The client-side rendering framework is correct in interpreting markdown like that as code blocks, as that is valid markdown syntax. I wouldn't want to modify how it is working, since it's technically correct. (Though IIRC there is a way to tell it how to highlight code blocks via passing in a custom method)

Quick example of what happens now

Example Input

Note1 Note2 IndentedNote

Current HTML2Text output. IndentedNote is considered a code block

Note1

Note2

IndentedNote

Desired HTML2Text output. IndentedNote is soft breaked to the next line

Note1

Note2   IndentedNote

Thinking about it now, it may also be possible to going back to softbreaks only, and fixing the formatting issues there instead. They mostly occurred when the source document didn't have a new line between the end of a list, and the next p tag. So maybe if we force a hard break at the end of every list, that might work? This ~might~ be the easiest solution if we decide to go forward with resolving this ticket, but needs further investigation and testing.
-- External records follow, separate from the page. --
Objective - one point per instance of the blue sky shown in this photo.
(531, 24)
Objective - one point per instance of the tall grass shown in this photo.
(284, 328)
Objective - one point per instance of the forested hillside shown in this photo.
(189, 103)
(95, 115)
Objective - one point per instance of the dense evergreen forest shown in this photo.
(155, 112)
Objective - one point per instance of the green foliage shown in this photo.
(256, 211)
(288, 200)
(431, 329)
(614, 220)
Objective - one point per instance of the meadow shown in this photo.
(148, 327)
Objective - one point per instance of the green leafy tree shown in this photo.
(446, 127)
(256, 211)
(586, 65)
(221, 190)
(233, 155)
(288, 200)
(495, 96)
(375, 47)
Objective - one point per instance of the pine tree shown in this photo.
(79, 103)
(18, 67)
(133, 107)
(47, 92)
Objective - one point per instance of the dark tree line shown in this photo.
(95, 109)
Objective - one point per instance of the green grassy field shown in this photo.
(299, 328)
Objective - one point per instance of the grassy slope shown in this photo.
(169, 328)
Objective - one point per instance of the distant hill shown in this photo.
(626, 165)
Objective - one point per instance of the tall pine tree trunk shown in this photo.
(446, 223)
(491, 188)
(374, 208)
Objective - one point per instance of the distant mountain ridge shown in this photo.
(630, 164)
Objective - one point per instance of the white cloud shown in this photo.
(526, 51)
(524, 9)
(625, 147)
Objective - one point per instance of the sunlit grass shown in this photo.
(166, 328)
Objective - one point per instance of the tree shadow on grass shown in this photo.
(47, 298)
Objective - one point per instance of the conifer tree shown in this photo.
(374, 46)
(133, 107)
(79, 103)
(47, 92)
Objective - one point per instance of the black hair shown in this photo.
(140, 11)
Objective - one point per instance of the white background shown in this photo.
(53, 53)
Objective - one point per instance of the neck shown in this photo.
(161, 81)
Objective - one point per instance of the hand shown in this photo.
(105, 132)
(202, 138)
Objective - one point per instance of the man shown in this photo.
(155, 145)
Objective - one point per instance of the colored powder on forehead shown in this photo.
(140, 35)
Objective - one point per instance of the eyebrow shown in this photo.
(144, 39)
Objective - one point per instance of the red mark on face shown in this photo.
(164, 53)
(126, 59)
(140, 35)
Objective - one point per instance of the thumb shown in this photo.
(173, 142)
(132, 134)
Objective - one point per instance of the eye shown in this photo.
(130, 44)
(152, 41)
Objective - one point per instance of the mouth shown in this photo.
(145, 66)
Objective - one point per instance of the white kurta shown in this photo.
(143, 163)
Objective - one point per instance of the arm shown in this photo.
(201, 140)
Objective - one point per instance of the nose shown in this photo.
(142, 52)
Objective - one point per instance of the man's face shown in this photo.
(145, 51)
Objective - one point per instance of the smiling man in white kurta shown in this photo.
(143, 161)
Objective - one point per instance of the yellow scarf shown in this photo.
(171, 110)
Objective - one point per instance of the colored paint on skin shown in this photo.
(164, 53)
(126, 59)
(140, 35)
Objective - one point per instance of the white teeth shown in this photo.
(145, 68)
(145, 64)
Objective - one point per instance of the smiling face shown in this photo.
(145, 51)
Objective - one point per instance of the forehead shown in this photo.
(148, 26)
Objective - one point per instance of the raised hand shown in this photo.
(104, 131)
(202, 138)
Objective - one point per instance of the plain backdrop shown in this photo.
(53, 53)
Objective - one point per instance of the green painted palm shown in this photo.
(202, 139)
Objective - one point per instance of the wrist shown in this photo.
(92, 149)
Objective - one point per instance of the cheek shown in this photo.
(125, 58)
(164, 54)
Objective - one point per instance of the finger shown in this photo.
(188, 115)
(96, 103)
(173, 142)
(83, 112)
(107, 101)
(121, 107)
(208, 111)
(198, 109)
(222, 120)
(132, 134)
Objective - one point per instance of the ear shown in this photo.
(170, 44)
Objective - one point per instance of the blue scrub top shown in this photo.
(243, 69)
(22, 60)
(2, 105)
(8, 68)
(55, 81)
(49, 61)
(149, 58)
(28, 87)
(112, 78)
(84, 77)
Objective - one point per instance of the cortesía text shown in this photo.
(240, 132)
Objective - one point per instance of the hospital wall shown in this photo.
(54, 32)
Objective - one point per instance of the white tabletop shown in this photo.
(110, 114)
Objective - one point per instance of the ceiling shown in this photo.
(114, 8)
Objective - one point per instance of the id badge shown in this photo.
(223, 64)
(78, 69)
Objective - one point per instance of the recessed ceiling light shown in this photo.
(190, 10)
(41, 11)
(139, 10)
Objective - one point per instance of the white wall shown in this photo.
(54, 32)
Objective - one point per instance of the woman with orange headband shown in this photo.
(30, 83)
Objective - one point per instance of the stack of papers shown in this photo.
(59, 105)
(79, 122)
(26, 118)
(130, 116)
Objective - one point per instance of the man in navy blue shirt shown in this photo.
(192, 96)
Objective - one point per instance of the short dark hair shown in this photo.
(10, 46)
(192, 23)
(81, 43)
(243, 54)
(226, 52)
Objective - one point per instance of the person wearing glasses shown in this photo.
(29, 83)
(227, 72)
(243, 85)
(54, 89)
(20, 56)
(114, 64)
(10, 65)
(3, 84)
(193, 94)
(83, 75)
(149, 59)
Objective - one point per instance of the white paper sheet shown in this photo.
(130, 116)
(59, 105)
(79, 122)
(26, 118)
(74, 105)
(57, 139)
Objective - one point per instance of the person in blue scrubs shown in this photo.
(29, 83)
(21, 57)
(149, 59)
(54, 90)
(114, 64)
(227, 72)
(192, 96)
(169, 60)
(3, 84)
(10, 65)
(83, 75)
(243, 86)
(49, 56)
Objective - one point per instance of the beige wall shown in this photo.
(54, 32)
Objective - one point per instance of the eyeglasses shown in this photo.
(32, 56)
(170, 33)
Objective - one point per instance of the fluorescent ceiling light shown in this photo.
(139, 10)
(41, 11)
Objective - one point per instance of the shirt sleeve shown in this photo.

Reply to this email directly or view it on GitHubhttps://github.com/FinalsClub/karmaworld/issues/356#issuecomment-37766331 .

JHilker commented 10 years ago

Parens inside code blocks are not unescaped. This leads to output such as (something).

JHilker commented 10 years ago

Also, a paragraph that is tabbed in will result in a code block, this is a common use case, and makes this issue much more important to fix I think.

AndrewMagliozzi commented 10 years ago

good catch @charlesconnell

On Tue, Mar 18, 2014 at 5:19 PM, Jacob Hilker notifications@github.comwrote:

Also, a paragraph that is tabbed in will result in a code block, this is a common use case, and makes this issue much more important to fix I think.

Reply to this email directly or view it on GitHubhttps://github.com/FinalsClub/karmaworld/issues/356#issuecomment-37989863 .

btbonval commented 10 years ago

@AndrewMagliozzi With @JHilker doing other work, do we know where this ticket ended up?

Does this ticket represent the current state of dealing with space delimited formats?

AndrewMagliozzi commented 10 years ago

I believe this is still an open issue.

On Jun 12, 2014, at 11:51 PM, Bryan Bonvallet notifications@github.com wrote:

@AndrewMagliozzi With @JHilker doing other work, do we know where this ticket ended up?

Does this ticket represent the current state of dealing with space delimited formats?

— Reply to this email directly or view it on GitHub.

btbonval commented 9 years ago

This issue seems related to #227 , which was closed.

With the move to HTML as a primary source in #272 , the markdown engine might end up resolving or at least changing some of the problems noted in this issue.

I think we can close this and raise a new issue if a related problem arises with the changes being made.

btbonval commented 9 years ago

Markdown is no longer primary, but vestigial. There might be html2text issues that remain, but they will no longer be related to markdown. HTML is the primary note storage format now.